After the validation experiment, the dataset for the next experiment exclusively comprises SWIR images. To enhance the precision of bruise detection in SWIR images, a SWIR dataset was employed. This expanded dataset, in addition to the SWIR images obtained in the preliminary experiments, adequately meets the dataset requirements stipulated by the target detection model. The ratio of the training set, test set, and validation set was 8:1:1.
To improve the accuracy of object detection, this study implemented an enhanced model structure. Specifically, the FPN structure was integrated into the ResNet50 backbone network. This enhanced bruise (small object) detection efficiency. Additionally, the NAM was introduced to eliminate irrelevant information related to the targets, capture finer details, and improve the efficiency of calyx and stem detection. The loss function was modified to CIoU to improve the accuracy of the predicted bounding boxes of the model. Furthermore, ROI pooling was replaced with ROI Align for feature mapping to avoid errors caused by quantization and improve detection speed. Additionally, the original anchors, initially sized at 128 × 128, 256 × 256, and 512 × 512 pixels, were expanded by 32 × 32 and 64 × 64 pixels. The number of anchors increased from 9 to 15. This enlargement of the receptive field range aimed to enhance the detection range for small targets.
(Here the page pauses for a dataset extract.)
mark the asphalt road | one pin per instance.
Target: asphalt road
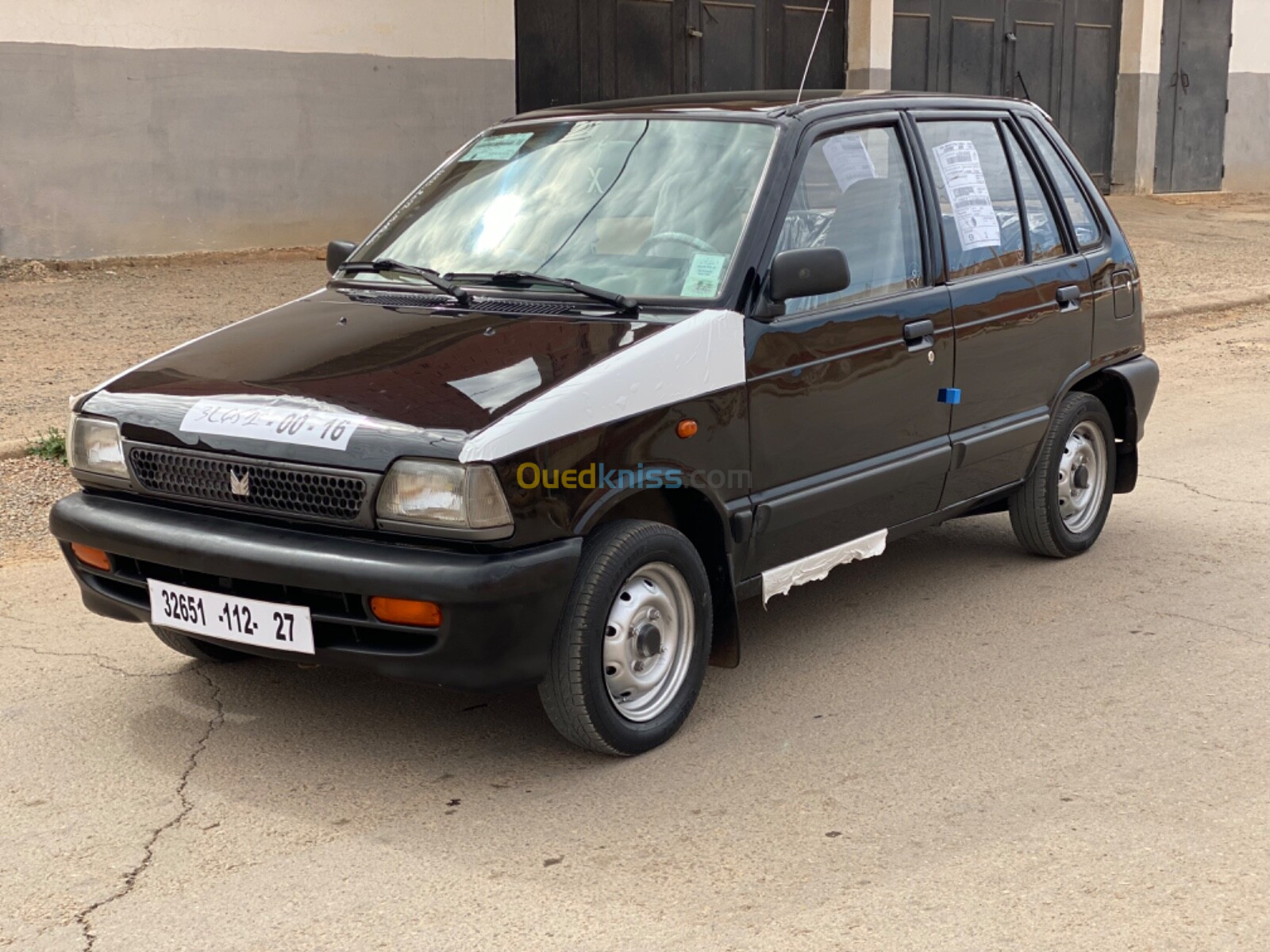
(952, 747)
To further illustrate the superiority of the improved Faster RCNN network, we compared our results with similar research. Using the pruned YOLOv4 model (YOLOv4P) by Fan et al. [26], and the YOLOv5s model by Yuan et al. [27], and under consistent experimental conditions, the performance of these networks was compared with that of the network in this experiment using our dataset.
Figure 11 presents the detection results of the four models, based on the SWIR dataset, for apple bruises near the calyxes and stems. The number above each box represents the confidence level of detecting the bruise as a category with a value between 0 and 1, Different categories use different color systems. Each model can accurately determine the location of bruises, stems, and calyxes, but the improved model has the best detection confidence level for each category.
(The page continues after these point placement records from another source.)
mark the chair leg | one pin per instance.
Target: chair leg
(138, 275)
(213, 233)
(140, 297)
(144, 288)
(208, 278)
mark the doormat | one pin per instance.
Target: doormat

The following is a comparison of the results between the improved, Faster RCNN, YOLOv4P, and YOLOv5s models, all trained for 150 epochs.
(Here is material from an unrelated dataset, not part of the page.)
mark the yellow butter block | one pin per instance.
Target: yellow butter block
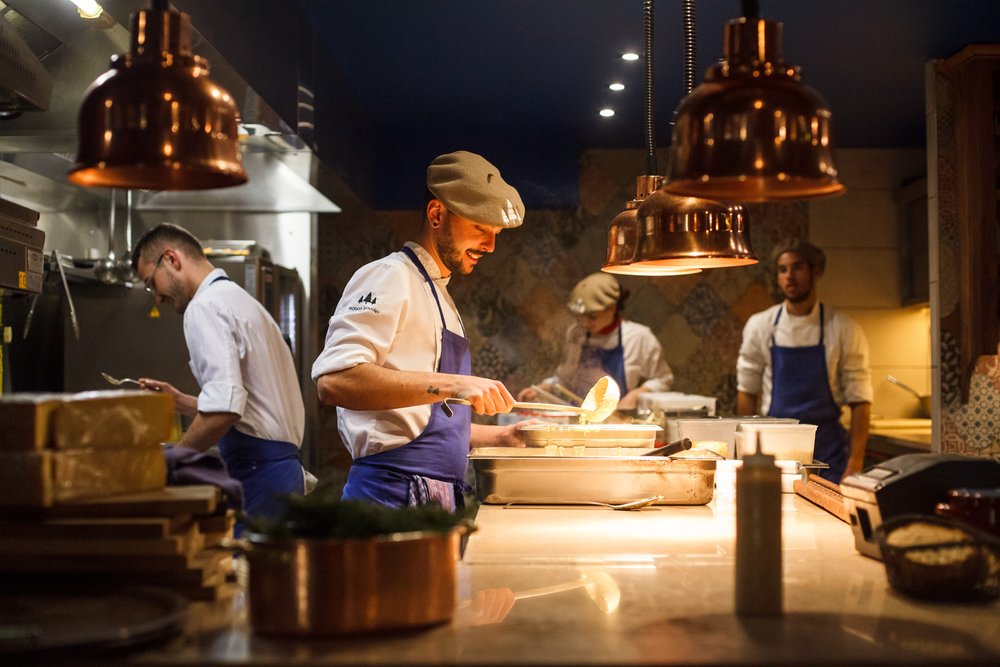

From Figure 12, it was found that as the number of iterations gradually increased, the improved Faster RCNN model gradually converged, and the loss value became smaller and smaller. When the model was iterated 40 times, the loss value was basically stable, dropping to near 0, and the network basically converged. Compared with the original Faster RCNN, YOLOv4P, and YOLOv5s models, the improved model is faster and more accurate, which proves the effectiveness of the model.
The performance comparison of different object detection models is shown in Table 3. The results show that the improved Faster RCNN model outperforms the other three models, achieving a mAP of 97.4% and an F1 score of 0.870. When detecting large-area bruises, the improved model achieved the highest AP value of 97.6%. YOLOv5s and YOLOv4P are relatively better at large bruise detection, but their AP values are not as good as that of the improved Faster RCNN. The improved Faster RCNN performed relatively weakly in the detection of medium-area defects, and its AP value in this category was lower than that of the other categories. All the models achieved better performance in detecting small bruises, but the improved Faster RCNN was the best with an AP value of 96.4%. In the tasks of stem and calyx detection, the original Faster RCNN performed stably, but was slightly inferior to the improved Faster RCNN. YOLOv5s performed better in calyx detection, not as good as the improved Faster RCNN, but better than YOLOv4P and the original Faster RCNN. The comparison results indicated that the proposed improved Faster RCNN model performs best in the object detection tasks of apple bruises, stems, and calyxes.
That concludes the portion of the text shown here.